Far from the friendly confines of Little Arabia, CHAM-YA serves its Middle Eastern dishes from the back of an industrial park lost amidst an area of industrial parks. It's one of the strangest restaurant locales I've encountered—stranger than the trunk of a car, even. The dining room feels like it housed a dental office a week ago, and Cham-Ya's façade suggests the type of smelly deli reviled by thousands of county industrial-park drones. But the haphazard look is expected, even understood. Cham-Ya's owners operated a catering business for years and rented this property three months ago to expand their operations. Loyal customers insisted they open a takeout stand, so the owners improvised with what they had.

Looks don't matter here. Cham-Ya is one of the few OC restaurants to specialize in Syrian cuisine: Middle Eastern mainstays such as beef and garlic-rubbed rotisserie chicken are available alongside such obscure favorites as yalanje (similar to dolmas, but better, since they contain marinated chicken and lemon zest) and boraks, bite-sized mini-pies stuffed with spinach or cheese that will replace your Egg McMuffin fix for good. You'll recognize the chicken shawerma and falafel pita sandwiches, but not so much those featuring halloumi (a salty goat's cheese) and basturma, thinly sliced petals of dry-cured beef that's half-proscuitto, half-jerky, all yummy.
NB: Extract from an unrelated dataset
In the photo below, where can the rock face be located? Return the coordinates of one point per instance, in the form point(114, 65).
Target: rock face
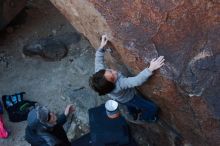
point(187, 33)
point(9, 9)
But the best dish is offered only during the weekends—and only for breakfast: foual (pronounced "fool"), an extraordinarily simple bowl of garbanzo and fava beans, lemon juice, olive oil, cooked tomatoes, and a dash of sumac. Cham-Ya's owner says this is the national Syrian breakfast, and just one bite explains the love. Foual uses olive oil as a broth rather than a mere garnish, drawing out the earthy sweetness of the garbanzos and favas until the mixture's as tasty as porridge. Combined with the juiciness of the tomato slices and the lemon's tartness, the legume mush becomes slightly tart—and the sumac adds spice to open your palate, but not overwhelm its co-stars. Ignore the cutlery, and devour the foual as they do in Damascus: with slices torn from the basket of steaming, fluffy pita bread.

Cham-Ya only offers a couple of dishes for restaurant patrons—most of the offerings are available only on the catering menu, where even more rarities await. But to try those, you must order in bulk, attend someone's Arabic wedding, or visit so often that Cham-Ya earns enough money to further expand its restaurant. Or do all three!